You’ll want to gobble down the whole bowl of these zesty, fresh Brussels sprouts from The Healthspan Solution cookbook. Serve with baked tofu and brown rice for a healthful, complete meal.
What you need:
4 cups Brussels sprouts, ends trimmed
2 tablespoons sliced shallots
2 tablespoons white wine vinegar
¼ cup coarse-ground mustard
1 tablespoon roughly chopped fresh tarragon
2 teaspoons lemon juice
What you do:
- In a large stockpot, bring 4 cups water to a boil over high heat. Once boiling, add Brussels sprouts and blanch for 4 minutes. Drain Brussels sprouts in a colander. Once cool enough to handle, slice into halves.

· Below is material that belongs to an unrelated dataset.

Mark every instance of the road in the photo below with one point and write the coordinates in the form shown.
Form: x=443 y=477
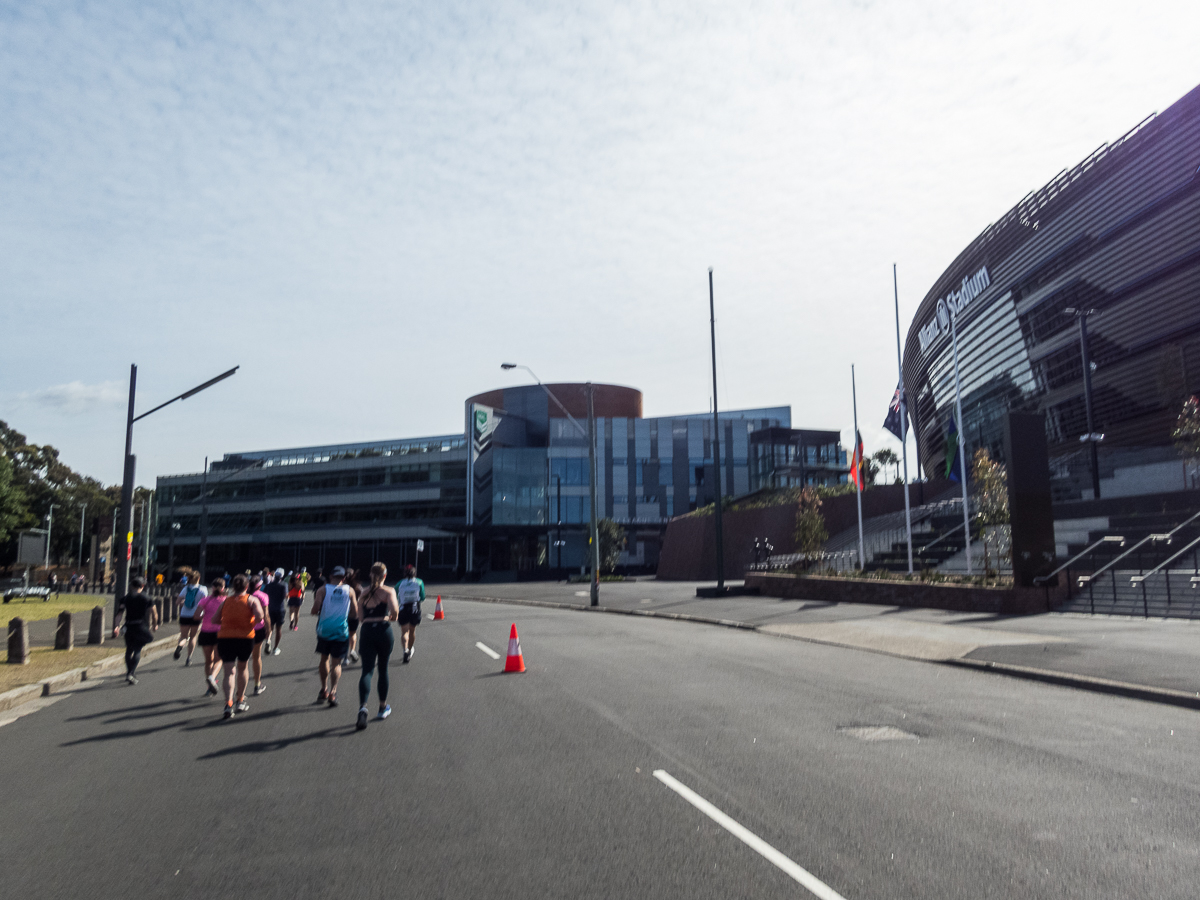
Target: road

- Into a blender, add shallots, vinegar, mustard, and tarragon and pulse a few times, until well combined but not liquified. Set aside.
- In a large sauté pan over high heat, place Brussels sprouts cut side down. Dry sauté Brussels sprouts until just starting to brown and don’t overcook—they should stay crisp. Add water if needed to avoid burning.
- Transfer Brussels sprouts to a large bowl and pour sauce on top. Toss to combine. Drizzle on lemon juice, toss, and serve hot.